RAMA. Tombong

RAMA

Tombong

No, no te vayas todavía, le rogó Tombong, reteniéndola. Tengo que amamantar al pequeño Abasse, dijo ella con una sonrisa fugaz, como sus piernas, como sus gemidos. Quédate conmigo esta noche, le sugirió Tombong dulcemente, desanudándole el fannou. Y fue tan convincente que Rama se acurrucó entre sus brazos y se durmió.

Le gustaba Rama. No podía evitarlo. Desde el día en que la vio llegar al frente de sus parientes, alta y esbelta, retando al mundo con ojos desvergonzados, tan diferente a las chicas de Tunkarakunda, Rama le cautivó. No se cansaba nunca de hacerle el amor, de escuchar sus risas ni de perderse en sus cabellos perfumados. Era salvaje y bonita como una mamiwata del río. Y quizá por eso, porque era escurridiza como un pez, se le escabullía de las manos y se daba cuenta de que nada ni nadie podría retenerla eternamente. Cualquier día se transformaría en humo, surcaría los cielos y se fundiría con las nubes. Rama era fuego, Rama era humo, Rama era energía inalcanzable, misteriosa, codiciada, anhelada.

Pero Tombong la quería para él solo. No le apetecía compartirla. Estaba celoso de la comida que cocinaba, de la ropa que lavaba, de los hijos que amamantaba, de las mujeres con las que hablaba. Rama era suya y quería poseerla entera, a todas horas y sin descanso.

El llanto del niño, Abasse, hizo brotar la leche de los pechos de Rama. Tengo que irme, murmuró. Pero vuelve, dijo él, temiendo que el hijo la retuviera más tiempo de la cuenta. Contó con avaricia todos los minutos que tardó y no descansó hasta que volvió a sentir el calor de Rama en su brazo. Se juró que sería la última vez.
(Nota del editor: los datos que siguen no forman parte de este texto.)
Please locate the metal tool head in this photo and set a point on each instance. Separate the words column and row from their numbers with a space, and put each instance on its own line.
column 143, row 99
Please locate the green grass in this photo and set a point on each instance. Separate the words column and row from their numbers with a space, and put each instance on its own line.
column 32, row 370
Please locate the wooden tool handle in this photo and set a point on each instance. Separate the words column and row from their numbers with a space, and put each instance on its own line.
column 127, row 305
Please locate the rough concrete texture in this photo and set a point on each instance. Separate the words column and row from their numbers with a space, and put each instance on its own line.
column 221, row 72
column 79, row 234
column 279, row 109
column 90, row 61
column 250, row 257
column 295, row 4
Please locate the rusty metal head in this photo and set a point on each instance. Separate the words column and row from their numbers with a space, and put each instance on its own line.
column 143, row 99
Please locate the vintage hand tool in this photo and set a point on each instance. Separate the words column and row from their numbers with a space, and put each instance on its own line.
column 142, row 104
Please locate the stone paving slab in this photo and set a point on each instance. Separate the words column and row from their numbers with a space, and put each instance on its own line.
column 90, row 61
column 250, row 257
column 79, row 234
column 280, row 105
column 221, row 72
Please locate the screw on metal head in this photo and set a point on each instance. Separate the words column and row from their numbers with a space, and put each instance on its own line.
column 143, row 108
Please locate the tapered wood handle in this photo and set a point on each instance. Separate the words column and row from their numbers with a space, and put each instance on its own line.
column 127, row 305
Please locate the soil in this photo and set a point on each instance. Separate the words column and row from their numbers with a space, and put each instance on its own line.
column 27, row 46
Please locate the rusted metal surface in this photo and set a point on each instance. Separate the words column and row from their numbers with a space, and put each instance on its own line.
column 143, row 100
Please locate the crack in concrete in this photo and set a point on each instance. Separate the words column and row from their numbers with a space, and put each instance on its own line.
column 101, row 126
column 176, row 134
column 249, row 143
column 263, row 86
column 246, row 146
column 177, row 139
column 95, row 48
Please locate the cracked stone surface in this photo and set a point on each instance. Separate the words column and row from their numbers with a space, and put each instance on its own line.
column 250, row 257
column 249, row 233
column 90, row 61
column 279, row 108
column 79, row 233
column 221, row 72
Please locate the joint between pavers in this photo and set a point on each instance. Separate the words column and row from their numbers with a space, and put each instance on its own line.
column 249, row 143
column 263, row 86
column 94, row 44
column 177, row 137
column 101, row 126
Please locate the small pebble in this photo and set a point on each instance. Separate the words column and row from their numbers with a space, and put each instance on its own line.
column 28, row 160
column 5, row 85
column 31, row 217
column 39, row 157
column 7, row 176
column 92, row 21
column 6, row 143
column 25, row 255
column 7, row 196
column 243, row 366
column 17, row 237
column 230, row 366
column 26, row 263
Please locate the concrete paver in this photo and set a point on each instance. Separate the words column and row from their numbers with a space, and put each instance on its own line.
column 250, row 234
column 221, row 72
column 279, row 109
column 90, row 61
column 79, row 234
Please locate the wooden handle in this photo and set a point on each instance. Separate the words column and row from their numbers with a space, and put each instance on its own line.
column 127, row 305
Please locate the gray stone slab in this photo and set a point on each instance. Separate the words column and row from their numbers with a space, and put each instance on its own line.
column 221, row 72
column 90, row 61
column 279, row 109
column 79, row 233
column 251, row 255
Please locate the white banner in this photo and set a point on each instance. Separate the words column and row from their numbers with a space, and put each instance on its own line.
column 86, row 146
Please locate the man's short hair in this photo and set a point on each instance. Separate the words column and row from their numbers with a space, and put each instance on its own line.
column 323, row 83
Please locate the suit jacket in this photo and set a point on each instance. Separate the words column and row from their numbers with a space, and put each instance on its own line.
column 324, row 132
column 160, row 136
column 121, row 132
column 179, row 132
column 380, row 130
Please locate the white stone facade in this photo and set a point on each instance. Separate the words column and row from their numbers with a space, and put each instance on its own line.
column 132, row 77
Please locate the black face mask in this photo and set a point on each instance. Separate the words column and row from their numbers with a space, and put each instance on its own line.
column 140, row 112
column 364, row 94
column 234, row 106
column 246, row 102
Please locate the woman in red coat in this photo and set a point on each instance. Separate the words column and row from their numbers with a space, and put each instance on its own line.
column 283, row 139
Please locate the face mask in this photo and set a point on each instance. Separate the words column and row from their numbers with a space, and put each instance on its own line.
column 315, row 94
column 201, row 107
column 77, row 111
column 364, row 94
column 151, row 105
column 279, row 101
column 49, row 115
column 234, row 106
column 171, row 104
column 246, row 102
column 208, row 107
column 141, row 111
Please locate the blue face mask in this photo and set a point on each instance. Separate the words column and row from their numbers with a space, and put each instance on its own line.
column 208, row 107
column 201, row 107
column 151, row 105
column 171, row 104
Hazte cargo del hijo de Rama y te prometo que te invitaré a pasar la noche a mi ke-bunkono, propuso a Kenbugul por la mañana temprano. Kenbugul, su primera mujer cañalengo, deseaba acostarse con él para que la germinara con un hijo aunque ya lo había intentado inútilmente durante un año. ¿Cómo quieres que lo amamante? ¡Soy estéril!, lloriqueó Kenbugul. Las mujeres sabéis cómo alimentar a los niños, le respondió Tombong. ¿Verdad que Awa y Adama han crecido fuertes con la leche de la cabra? Haz lo mismo con el niño.

Kenbugul lo acogió en sus brazos sin amor, con una llama de rencor en los ojos, pero Tombong pensó que se ablandaría al oír sus llantos y que acabaría acunándolo y llenándolo de besos, como hacen todas las mujeres.

¡No quiero que Kenbugul críe a mi hijo! ¡Kenbugul me quiere mal y hará daño a mi hijo!, gritó Rama despechada, airada, rebelde. ¡Yo lo he mandado, yo lo he querido así!, se impuso con voz más fuerte Tombong. Pero Rama no le hizo caso, salió a toda prisa de la cabaña, buscó a Kenbugul y le arrancó al niño de los brazos.

Tombong, para demostrarle quién mandaba, invitó a Kenbugul aquella noche a su cabaña y compartió la cama con ella.

El dolor de Rama rasgó las nubes e hizo enmudecer el escándalo nocturno de la selva.

Nunca más, sollozó rendida a la mañana siguiente. Nunca más me vuelvas a hacer eso, rogó desesperada a Tombong, su amante.